Blog / Product

How we Rebuilt the Cloud Console (While Running It)

author avatar
Zach Naimon and Gareth Jones
May 14, 2024

Get started with ClickHouse Cloud today and receive $300 in credits. To learn more about our volume-based discounts, contact us or visit our pricing page.

Welcome to day 2 of our launch week!

Last month, we released a big update to ClickHouse Cloud Console, you can read all about it here. In this post, we wanted to share our experience and the knowledge we gained in rebuilding our Cloud Console from the ground up.

The vision

In late 2022, shortly before ClickHouse Cloud was released, we joined forces with an early-stage startup building a SQL client called Arctype. Following the acquisition, we initially migrated most of Arctype’s SQL client and database visualization functionality into a new ClickHouse Cloud-native (but still standalone) SQL console, but our vision was always to take it one step further — we believe a truly 'managed' DBaaS shouldn't just abstract away infrastructural complexity, it should also provide a best-in-class experience for developers and analysts who work with data every day. In other words, provisioning a ClickHouse Cloud service should only require a couple of clicks, and interacting with this service (and any data contained within it) should not require users to leave the Cloud Console. To achieve this vision, we knew we would need to fold the legacy ClickHouse Cloud Console and the new-fangled SQL Console into a single application.

Who are we building this for?

Cloud platforms are an interesting beast. You can never really design them with one user in mind. While a lot could be written about the various user personas, for the purposes of this post we'll keep it simple.

First and foremost, there are admin-type users who require a 100ft view of all systems and the ability to manage their user's permissions and security access, as well as monitor their usage and billing information. These users might only spend 1-5 hours per month in any given Cloud interface, but when they need to locate information and complete tasks, speed and ease-of-access are hard requirements.

Second up, we have analyst-type users, who are likely to: view, create, and run queries; import and export large amounts of data; start, stop, and resize ClickHouse services; and share their findings (queries and visualizations) with others. Unlike the Admin user, the Analyst may spend many hours per day in the Cloud interface. They need a comfortable, predictable environment to help immerse themselves in their work.

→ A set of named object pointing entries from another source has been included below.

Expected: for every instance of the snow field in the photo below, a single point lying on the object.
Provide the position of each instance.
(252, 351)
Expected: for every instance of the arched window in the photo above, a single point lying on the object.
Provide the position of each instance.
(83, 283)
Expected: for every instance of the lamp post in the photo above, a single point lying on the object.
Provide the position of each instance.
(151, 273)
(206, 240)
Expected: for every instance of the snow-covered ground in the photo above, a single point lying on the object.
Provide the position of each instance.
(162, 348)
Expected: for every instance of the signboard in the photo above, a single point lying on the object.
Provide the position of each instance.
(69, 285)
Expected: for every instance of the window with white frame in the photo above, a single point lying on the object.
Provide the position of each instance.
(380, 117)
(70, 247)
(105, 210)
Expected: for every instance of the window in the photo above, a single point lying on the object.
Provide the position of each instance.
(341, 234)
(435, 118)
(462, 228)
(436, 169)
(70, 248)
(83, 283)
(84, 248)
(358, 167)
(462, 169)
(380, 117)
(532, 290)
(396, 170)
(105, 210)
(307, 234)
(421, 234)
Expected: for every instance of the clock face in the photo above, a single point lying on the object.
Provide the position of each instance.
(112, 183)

Third and most important, we have developers. For developers, a Cloud interface (specifically a Cloud database interface in this case) primarily serves as a source of truth for their data. For example - does the data exist in table(s), what volume of data is stored, are queries properly optimized, etc.) and a centralized place to create, modify, and monitor ingestion/consumption services.

Suffice to say, each of these user personas represent entirely different patterns of usage, different focuses, and likely differing sets of criteria when judging the quality of our hypothetical new Cloud interface experience. Designing something with all three in mind was going to be tricky.

Our meta-level design principles

Whenever you're working with complex systems and a dense amount of data, it's important that it doesn't feel like you're working with complex systems and a dense amount of data. For this reason, we knew that aesthetically, we needed to take this in a clean and light direction. The UI chrome had to be minimal, providing only the most important information in a contextual manner. We opted for clarity and consistency in our approach. Predictability really is the key to any successful user interface—if a user knows what's going to happen next when they perform an operation, they’ll quickly grow to trust and appreciate your application.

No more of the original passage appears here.